What is SparkSession and SparkContext in Apache Spark?

Apache Sparkdata~5 mins

SparkSession and SparkContext in Apache Spark

Choose your learning style9 modes available

Learn Why Deep Visual Try Challenge Project Recall Time

Introduction

SparkSession and SparkContext help you start working with Apache Spark. They let you connect to Spark and use its tools to analyze big data easily.

When you want to read data from files like CSV or JSON to analyze it.

When you need to create a Spark program to process large datasets.

When you want to run SQL queries on big data using Spark.

When you want to manage Spark configurations and resources in your program.

Syntax

Apache Spark

from pyspark.sql import SparkSession

spark = SparkSession.builder \
    .appName("MyApp") \
    .getOrCreate()

sc = spark.sparkContext

SparkSession is the main entry point to work with Spark SQL and DataFrames.

SparkContext is the older core object to connect to Spark, now accessed via SparkSession.

Examples

Create a SparkSession named 'TestApp' and get its SparkContext.

Apache Spark

spark = SparkSession.builder.appName("TestApp").getOrCreate()
sc = spark.sparkContext

Create a SparkSession running locally on your computer with the name 'LocalApp'.

Apache Spark

spark = SparkSession.builder.master("local").appName("LocalApp").getOrCreate()

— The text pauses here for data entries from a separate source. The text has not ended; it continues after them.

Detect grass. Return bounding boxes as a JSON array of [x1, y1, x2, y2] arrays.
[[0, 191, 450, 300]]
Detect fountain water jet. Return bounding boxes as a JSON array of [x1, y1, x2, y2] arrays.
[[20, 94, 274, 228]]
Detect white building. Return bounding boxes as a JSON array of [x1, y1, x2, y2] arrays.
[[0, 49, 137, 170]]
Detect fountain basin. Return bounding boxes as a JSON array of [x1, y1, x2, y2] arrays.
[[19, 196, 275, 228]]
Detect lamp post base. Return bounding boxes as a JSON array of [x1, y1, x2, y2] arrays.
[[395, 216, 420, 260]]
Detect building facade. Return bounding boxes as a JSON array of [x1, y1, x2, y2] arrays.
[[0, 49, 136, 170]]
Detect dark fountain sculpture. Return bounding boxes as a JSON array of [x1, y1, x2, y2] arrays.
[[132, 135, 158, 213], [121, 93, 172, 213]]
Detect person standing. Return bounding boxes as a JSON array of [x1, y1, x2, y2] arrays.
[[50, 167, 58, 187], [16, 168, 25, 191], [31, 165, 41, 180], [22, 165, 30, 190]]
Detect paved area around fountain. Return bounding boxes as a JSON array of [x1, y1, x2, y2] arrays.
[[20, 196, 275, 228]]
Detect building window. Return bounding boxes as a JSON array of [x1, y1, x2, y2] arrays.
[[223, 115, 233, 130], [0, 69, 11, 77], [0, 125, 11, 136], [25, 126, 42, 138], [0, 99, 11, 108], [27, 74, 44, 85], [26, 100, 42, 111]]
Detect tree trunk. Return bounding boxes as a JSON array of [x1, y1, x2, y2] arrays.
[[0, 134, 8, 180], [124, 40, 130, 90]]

Quickly get the SparkContext from a SparkSession.

Apache Spark

sc = SparkSession.builder.getOrCreate().sparkContext

Sample Program

This program creates a SparkSession and SparkContext, prints the app name, then creates and shows a small DataFrame.

Apache Spark

from pyspark.sql import SparkSession

# Create SparkSession
spark = SparkSession.builder.appName("ExampleApp").getOrCreate()

# Access SparkContext
sc = spark.sparkContext

# Print app name from SparkContext
print(f"App Name: {sc.appName}")

# Create a simple DataFrame
data = [(1, "Alice"), (2, "Bob"), (3, "Cathy")]
columns = ["id", "name"]
df = spark.createDataFrame(data, columns)

# Show DataFrame content
print("DataFrame content:")
df.show()

OutputSuccess

Important Notes

Always create only one SparkSession per application to avoid conflicts.

SparkContext is available inside SparkSession as spark.sparkContext.

Use SparkSession for all new Spark programs; SparkContext is mostly for backward compatibility.

Summary

SparkSession is the main way to work with Spark SQL and DataFrames.

SparkContext connects your program to the Spark cluster and is accessed via SparkSession.

Create SparkSession with builder, set app name and master if needed, then get SparkContext from it.